The idea of infusing the Boston Celtics’ inconsistent bench with the shooting potential of JJ Redick is undoubtedly intriguing and yet the 36-year-old guard should not be at the top of Danny Ainge’s traded player exception wishlist.
Redick, a career 41.4 percent 3-point shooter who connected on 45.3 percent of his triples last season in New Orleans, is languishing this year. He’s made only 29.8 percent of his 5.3 triples per game. The Pelicans’ offensive rating plummets to 102.8 when he’s on the court — nearly 7 points below their season average — and Redick’s on-court net rating is minus-11.2 (second worst on the team behind only Jaxson Hayes).
It’s fair to wonder if being injected into Boston's championship-chasing situation could help Redick find his shot. Playing on a team with Jayson Tatum and Jaylen Brown has potential to deliver plenty of open looks. The concerning part is that 55.8 percent of Redick's shots this season have been charted as “open," or at least four feet of space from the nearest defender per the NBA’s shot tracking data, and Redick has made only 34 percent of those 3-point looks.
Couple this with his defensive limitations and the Celtics would be banking heavy on Redick finding his shot in the crawl to his 37th birthday, an age when even some of the NBA’s best 3-pointer shooters like Reggie Miller and Ray Allen started to decline.
All that being said, beggars cannot be choosers. The Celtics were getting quality early returns from their bench but, especially in the absence or rookie Payton Pritchard, that reserve production has dipped. Redick is the sort of knockdown shooter that has potential to not only aid the bench but would be especially intriguing when paired with Boston’s stars.
There are a couple of other factors at play here, not the least of which is the fact that Redick will be a free agent after the season. With Brown’s extension kicking in this year and Tatum’s cap hit set to spike this summer, the Celtics are operating with virtually no way to add veteran talent this summer beyond the taxpayer midlevel exception. Splurging nearly half the value of the Hayward TPE — Redick is making $13 million this year — for a half season of a not-so sure thing is less than ideal as the Celtics look to maximize the Jays window.
It’s worth noting that there are few options in which Boston can utilize the full value of the $28.5 million TPE, especially during this season as they attempt to stay outside the tax. But taking on Redick would limit the size of any splash in the aftermath with only $15.5 million to play with at that point. Boston’s front office could target a smaller salary that still gives them some flexibility for a bigger swing down the road.

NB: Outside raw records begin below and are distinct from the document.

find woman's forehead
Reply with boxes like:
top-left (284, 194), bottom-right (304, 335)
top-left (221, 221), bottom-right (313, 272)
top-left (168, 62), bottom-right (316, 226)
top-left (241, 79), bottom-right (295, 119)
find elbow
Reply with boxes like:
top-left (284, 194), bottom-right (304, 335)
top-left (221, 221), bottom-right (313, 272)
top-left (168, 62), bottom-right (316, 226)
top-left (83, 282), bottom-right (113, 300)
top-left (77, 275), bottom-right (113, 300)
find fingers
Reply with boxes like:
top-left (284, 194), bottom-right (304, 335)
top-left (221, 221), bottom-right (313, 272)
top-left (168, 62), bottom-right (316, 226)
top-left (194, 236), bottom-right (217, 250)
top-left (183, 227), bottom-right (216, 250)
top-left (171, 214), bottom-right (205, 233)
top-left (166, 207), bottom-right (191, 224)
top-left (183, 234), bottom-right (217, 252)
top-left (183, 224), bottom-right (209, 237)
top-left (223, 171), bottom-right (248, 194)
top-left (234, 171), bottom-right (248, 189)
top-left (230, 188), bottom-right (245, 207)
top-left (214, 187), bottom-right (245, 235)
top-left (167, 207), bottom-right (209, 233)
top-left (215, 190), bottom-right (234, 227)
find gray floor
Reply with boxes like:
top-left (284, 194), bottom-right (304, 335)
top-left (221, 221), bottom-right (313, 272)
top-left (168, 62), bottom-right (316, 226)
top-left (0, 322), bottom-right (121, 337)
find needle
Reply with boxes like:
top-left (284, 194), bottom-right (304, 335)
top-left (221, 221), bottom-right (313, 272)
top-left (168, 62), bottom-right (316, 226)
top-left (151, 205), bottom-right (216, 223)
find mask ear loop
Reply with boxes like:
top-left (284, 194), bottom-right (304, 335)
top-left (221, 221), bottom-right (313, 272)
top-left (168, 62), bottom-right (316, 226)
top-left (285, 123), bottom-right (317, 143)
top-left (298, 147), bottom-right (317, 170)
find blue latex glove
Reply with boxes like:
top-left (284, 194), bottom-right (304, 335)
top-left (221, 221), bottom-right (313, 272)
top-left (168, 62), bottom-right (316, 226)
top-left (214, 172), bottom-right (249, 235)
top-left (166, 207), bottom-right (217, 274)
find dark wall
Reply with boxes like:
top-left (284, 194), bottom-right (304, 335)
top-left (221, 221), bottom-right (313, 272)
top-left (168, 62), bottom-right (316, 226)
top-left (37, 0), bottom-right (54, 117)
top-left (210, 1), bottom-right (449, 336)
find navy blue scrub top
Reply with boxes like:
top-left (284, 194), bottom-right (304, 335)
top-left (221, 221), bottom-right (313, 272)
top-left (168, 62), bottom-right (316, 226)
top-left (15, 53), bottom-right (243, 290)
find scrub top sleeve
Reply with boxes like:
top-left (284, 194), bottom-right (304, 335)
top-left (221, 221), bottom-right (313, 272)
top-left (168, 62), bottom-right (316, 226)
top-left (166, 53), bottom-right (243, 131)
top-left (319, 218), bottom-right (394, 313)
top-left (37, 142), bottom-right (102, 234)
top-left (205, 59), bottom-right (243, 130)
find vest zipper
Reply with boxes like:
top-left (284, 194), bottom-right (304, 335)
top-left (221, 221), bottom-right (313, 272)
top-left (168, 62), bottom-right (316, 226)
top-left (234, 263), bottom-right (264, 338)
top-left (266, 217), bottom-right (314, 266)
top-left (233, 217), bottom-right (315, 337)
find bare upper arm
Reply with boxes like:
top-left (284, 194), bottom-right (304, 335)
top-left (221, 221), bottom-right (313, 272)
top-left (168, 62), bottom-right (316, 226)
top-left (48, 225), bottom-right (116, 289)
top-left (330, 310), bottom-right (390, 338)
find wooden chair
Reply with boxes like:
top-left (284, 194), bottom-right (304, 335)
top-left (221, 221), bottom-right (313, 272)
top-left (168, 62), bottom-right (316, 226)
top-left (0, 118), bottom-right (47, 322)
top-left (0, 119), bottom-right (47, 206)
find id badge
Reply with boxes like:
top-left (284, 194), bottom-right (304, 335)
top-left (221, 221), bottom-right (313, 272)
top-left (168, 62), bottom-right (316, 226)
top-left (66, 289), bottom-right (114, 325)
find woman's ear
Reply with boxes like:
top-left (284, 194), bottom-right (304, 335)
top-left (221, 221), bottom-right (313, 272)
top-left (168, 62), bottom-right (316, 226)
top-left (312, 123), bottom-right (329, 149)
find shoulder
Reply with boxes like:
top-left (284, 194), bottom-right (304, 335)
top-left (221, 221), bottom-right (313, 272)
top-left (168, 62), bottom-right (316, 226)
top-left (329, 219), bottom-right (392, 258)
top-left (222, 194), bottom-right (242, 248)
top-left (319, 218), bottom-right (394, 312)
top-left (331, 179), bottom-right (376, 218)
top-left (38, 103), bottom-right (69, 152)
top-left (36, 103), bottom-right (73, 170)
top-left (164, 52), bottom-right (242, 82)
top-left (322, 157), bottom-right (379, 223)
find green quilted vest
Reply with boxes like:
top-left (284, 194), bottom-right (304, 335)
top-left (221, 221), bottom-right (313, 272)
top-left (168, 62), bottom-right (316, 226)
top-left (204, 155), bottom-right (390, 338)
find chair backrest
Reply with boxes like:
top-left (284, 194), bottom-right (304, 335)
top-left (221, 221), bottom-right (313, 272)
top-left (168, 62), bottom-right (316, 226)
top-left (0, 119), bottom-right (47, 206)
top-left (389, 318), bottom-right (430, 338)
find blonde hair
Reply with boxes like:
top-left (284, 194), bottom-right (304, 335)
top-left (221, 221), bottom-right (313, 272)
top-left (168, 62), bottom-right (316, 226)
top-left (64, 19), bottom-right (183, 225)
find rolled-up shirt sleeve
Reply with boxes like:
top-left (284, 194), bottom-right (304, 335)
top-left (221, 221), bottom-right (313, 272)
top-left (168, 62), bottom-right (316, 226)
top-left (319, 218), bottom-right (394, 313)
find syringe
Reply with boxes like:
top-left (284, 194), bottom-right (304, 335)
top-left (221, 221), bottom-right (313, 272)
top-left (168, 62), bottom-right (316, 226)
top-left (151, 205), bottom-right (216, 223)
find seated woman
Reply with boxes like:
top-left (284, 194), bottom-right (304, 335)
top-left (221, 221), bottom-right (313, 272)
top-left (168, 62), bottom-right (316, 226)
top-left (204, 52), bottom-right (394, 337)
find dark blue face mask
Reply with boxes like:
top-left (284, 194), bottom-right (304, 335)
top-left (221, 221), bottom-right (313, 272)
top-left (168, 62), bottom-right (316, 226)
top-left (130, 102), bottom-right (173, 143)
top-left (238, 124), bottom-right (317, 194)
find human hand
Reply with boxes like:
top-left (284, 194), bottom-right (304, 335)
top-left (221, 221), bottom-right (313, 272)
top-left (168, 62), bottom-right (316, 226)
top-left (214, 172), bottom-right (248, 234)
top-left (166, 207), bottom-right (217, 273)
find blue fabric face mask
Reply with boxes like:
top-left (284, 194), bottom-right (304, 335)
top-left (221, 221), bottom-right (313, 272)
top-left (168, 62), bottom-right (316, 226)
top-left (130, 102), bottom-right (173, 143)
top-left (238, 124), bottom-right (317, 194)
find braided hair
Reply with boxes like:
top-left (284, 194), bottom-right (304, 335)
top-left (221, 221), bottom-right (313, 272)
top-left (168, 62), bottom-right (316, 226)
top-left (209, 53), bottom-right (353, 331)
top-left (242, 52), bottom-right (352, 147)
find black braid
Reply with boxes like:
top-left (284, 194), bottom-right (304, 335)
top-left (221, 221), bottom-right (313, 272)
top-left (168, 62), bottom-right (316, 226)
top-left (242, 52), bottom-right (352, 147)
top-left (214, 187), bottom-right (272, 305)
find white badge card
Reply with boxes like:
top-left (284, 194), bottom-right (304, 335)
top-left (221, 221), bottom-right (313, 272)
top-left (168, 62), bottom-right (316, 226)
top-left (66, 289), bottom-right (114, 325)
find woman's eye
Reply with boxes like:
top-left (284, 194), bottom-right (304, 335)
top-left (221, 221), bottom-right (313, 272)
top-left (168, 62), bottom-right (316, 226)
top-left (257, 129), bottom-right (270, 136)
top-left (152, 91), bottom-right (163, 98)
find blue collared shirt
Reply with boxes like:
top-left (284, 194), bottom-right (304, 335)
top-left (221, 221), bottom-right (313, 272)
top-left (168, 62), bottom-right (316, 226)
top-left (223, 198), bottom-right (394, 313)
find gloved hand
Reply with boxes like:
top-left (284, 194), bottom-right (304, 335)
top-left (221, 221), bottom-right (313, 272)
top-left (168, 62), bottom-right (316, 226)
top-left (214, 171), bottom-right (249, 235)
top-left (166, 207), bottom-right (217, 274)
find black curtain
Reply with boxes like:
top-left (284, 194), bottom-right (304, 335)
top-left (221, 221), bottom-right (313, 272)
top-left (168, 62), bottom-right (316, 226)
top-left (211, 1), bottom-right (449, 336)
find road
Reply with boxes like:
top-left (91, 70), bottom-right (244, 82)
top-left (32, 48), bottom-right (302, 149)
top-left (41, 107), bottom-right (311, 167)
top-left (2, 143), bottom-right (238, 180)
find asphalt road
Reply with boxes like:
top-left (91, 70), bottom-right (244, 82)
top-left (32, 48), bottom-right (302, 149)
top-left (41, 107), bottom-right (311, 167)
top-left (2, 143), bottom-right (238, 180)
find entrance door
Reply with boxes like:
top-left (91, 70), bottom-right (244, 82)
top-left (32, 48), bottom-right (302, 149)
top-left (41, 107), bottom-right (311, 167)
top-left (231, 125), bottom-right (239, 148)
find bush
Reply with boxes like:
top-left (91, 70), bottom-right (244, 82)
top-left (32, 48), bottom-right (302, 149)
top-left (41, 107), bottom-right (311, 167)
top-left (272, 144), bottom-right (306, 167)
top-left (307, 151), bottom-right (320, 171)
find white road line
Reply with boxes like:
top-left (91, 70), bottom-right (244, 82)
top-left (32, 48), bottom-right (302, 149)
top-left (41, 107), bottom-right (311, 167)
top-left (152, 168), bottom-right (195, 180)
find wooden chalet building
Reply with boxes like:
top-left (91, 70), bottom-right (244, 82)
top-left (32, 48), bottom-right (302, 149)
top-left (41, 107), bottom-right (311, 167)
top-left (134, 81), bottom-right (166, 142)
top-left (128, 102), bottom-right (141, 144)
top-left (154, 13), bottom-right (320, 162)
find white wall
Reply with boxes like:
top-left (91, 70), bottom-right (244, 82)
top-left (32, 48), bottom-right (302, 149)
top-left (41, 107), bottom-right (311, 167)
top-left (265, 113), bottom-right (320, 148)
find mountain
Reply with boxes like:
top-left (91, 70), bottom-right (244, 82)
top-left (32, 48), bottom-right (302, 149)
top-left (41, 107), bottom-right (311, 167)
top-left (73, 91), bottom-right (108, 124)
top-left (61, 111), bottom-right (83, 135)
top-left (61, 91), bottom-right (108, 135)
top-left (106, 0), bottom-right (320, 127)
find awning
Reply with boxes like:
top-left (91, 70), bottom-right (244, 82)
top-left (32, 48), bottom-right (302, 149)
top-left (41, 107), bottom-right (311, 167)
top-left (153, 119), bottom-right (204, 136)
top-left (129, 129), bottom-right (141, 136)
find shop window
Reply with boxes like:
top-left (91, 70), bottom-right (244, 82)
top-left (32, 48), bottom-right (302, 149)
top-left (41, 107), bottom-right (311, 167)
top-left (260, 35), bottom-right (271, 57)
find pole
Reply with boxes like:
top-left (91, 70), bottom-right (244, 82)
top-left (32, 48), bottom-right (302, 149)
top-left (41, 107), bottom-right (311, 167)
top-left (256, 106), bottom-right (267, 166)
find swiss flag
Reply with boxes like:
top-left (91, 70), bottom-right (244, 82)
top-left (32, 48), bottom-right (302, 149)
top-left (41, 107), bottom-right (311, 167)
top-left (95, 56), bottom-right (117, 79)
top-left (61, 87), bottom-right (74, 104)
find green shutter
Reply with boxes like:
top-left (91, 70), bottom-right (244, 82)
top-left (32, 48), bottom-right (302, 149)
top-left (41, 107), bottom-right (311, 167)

A report from The Athletic this weekend hinted Redick, a Brooklyn native, might prefer a Northeast destination for his next team. The Celtics were included among the Nets and Sixers as potential landing spots. Some of Boston’s motivation in any pursuit might be to simply prevent Redick from finding his form with another East rival, especially after both Brooklyn and Philadelphia already upgraded their rosters from last season.
The Celtics have an edge on those two teams in terms of flexibility in making a deal. The traded player exception allows them to take on Redick’s deal without necessarily having to send out matching salary (something that could make trades a bit cumbersome for Philly and Brooklyn). But Boston, both in need of a roster spot and to prevent getting too close to the tax line, would likely have to send out at least one player in any deal along with draft capital. The Celtics could make the money work using players on their roster but it would likely be an overpay at that point.
All of which leaves us wondering if there are better options for Ainge to pursue. Would it be worth a call to Orlando to see if Terrence Ross is available? You get a younger player (29) with better size (6-6) who isn’t quite the same sharpshooter from deep (though he’s at 34.3 percent for the season) but has put himself in the Sixth Man of the Year conversation while averaging 14.7 points per game this season. Ross costs a half million more than Redick this season but is under contract for two additional years at descending salary.
Ainge’s ideal player would almost certainly be a bigger wing, maybe someone that more naturally slots at the 4 with potential to play smallball 5, who brings both defensive versatility and a bit of shooting. When healthy, the Celtics don’t lack for offensive weapons, especially if two of the Brown/Tatum/Walker trio will be on the court most times during games, and defense has been a far bigger concern early on than Boston’s offense
The addition of play-in spots in each conference could limit the number of sellers before March’s trade deadline. The Celtics still need to examine other options, ones that can help them now and deeper into the future, before rolling the dice on Redick.